What follows is a single post I made after a woman asked a question. She felt her in laws were guilting her into being a, stay at home mom. She said she had a good job that required she put her 3 year old in full time daycare. I expected my opinion wouldn’t be appreciated, but was shocked to see its get me banned. It’s a game of cat and mouse that I lose every time.
Here’s the “offensive” post I made.
“Maybe, just maybe, they are giving you good advice. I’m sure they want what’s best for their grandkids. Having a stay at home parent, man or woman, benefits the child in incalculable and unlimited ways. Giving your 3 year old to strangers to raise, while you pursue a “good job” might seem selfish to the grandparents. They might be right.

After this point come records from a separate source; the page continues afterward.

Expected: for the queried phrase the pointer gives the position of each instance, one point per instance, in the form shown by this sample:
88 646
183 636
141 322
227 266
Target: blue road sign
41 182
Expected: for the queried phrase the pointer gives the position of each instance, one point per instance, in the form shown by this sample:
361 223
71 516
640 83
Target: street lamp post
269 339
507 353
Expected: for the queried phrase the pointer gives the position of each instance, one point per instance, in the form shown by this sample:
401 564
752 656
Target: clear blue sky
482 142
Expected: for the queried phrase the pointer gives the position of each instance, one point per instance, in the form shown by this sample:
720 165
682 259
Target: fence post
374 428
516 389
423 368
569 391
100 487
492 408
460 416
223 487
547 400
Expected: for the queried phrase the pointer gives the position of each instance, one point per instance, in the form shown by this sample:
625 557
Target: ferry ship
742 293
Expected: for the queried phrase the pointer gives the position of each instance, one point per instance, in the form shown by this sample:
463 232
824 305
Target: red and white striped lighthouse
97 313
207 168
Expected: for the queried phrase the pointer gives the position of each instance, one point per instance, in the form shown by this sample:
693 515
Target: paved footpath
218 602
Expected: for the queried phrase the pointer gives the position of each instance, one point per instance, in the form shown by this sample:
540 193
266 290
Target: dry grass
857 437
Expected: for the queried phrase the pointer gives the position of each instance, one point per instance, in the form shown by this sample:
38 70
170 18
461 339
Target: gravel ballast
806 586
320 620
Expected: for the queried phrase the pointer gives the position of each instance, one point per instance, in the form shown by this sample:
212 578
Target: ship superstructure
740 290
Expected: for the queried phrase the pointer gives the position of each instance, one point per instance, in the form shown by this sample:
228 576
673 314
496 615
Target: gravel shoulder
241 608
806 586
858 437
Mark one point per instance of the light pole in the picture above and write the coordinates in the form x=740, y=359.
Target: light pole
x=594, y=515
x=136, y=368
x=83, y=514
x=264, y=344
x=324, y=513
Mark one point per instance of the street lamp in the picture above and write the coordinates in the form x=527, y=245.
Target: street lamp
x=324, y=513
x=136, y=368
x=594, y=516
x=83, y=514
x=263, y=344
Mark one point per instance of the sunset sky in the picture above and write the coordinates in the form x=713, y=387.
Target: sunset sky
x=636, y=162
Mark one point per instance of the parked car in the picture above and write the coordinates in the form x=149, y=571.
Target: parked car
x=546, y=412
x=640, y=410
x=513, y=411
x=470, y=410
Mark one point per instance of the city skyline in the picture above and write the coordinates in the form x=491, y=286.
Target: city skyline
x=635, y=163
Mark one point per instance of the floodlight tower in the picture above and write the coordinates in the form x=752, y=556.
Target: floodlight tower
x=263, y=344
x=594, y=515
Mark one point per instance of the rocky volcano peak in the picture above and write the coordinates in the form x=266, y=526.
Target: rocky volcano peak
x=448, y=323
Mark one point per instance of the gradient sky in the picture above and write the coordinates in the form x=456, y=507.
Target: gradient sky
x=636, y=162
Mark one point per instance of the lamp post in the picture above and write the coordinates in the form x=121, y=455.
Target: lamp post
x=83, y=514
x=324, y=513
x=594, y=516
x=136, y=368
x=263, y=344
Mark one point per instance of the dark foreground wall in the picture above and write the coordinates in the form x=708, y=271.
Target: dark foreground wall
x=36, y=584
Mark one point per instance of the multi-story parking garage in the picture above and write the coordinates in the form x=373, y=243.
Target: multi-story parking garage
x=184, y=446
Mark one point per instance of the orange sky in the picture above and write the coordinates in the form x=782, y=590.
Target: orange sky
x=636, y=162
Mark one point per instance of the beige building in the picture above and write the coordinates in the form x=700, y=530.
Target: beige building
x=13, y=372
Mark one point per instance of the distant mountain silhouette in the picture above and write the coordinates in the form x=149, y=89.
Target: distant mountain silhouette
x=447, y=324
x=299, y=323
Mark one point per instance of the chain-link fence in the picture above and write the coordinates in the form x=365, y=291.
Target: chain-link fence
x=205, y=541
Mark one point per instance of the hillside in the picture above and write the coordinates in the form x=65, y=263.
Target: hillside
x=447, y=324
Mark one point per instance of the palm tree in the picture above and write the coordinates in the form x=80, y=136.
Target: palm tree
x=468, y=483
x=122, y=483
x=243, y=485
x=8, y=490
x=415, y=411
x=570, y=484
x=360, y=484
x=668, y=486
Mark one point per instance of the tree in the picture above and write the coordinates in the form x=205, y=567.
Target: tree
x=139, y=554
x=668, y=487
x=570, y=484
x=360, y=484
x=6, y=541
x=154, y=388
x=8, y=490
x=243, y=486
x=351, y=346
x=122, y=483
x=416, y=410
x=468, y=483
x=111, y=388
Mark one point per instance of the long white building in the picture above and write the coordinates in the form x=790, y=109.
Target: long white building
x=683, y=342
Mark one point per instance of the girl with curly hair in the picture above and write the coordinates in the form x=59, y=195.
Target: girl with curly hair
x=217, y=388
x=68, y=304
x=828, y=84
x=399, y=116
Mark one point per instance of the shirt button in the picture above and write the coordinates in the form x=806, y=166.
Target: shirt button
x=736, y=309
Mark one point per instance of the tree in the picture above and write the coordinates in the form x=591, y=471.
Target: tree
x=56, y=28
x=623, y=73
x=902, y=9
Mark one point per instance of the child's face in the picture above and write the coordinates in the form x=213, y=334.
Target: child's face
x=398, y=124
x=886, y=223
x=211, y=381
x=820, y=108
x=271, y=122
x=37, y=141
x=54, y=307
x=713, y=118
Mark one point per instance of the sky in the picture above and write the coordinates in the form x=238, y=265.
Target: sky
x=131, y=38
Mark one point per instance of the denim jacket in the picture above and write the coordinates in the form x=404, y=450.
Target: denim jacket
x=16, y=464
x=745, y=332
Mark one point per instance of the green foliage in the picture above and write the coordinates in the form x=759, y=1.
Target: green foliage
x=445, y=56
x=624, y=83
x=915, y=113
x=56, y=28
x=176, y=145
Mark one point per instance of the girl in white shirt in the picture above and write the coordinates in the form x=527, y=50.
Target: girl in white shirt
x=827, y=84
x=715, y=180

Why can’t you wait until your kid at least gets to kindergarten age? Are you aware of the incredible importance of this age for lifetime outcomes? Do you think your kid is worth your time and attention, but not worth more than the money you will net after childcare, taxes, travel, etc.
You would rather chance the health and safety of your kid by giving them over to a stranger who makes minimum wage, than provide for them yourself? What job could possibly compete with the chance to bond and teach your child the most important values you have?
Don’t get bitter when you find yourself in an old folks home being cared for by strangers who hate their jobs. You taught your child straight away, family is a burden if it interferes with a job. Strangers are the appropriate caregivers for family that’s too young or old to be useful. Don’t expect that they will share any values of yours. It’s the values they will absorb from the adults that resent being there and the kids who might have abusive families to begin with.
As a father who wasn’t offered the option, I find your question selfish, childish, and the answers that insist “you go girl” to be disgusting. If I could go back I would have made sure my daughter never entered a daycare or school. I would have happily worked nights to get the chance to homeschool her myself. If it meant less vacations it would have been well worth it. This is of course the opinion of a man and thus “mansplaining”. Take it for what it’s worth.”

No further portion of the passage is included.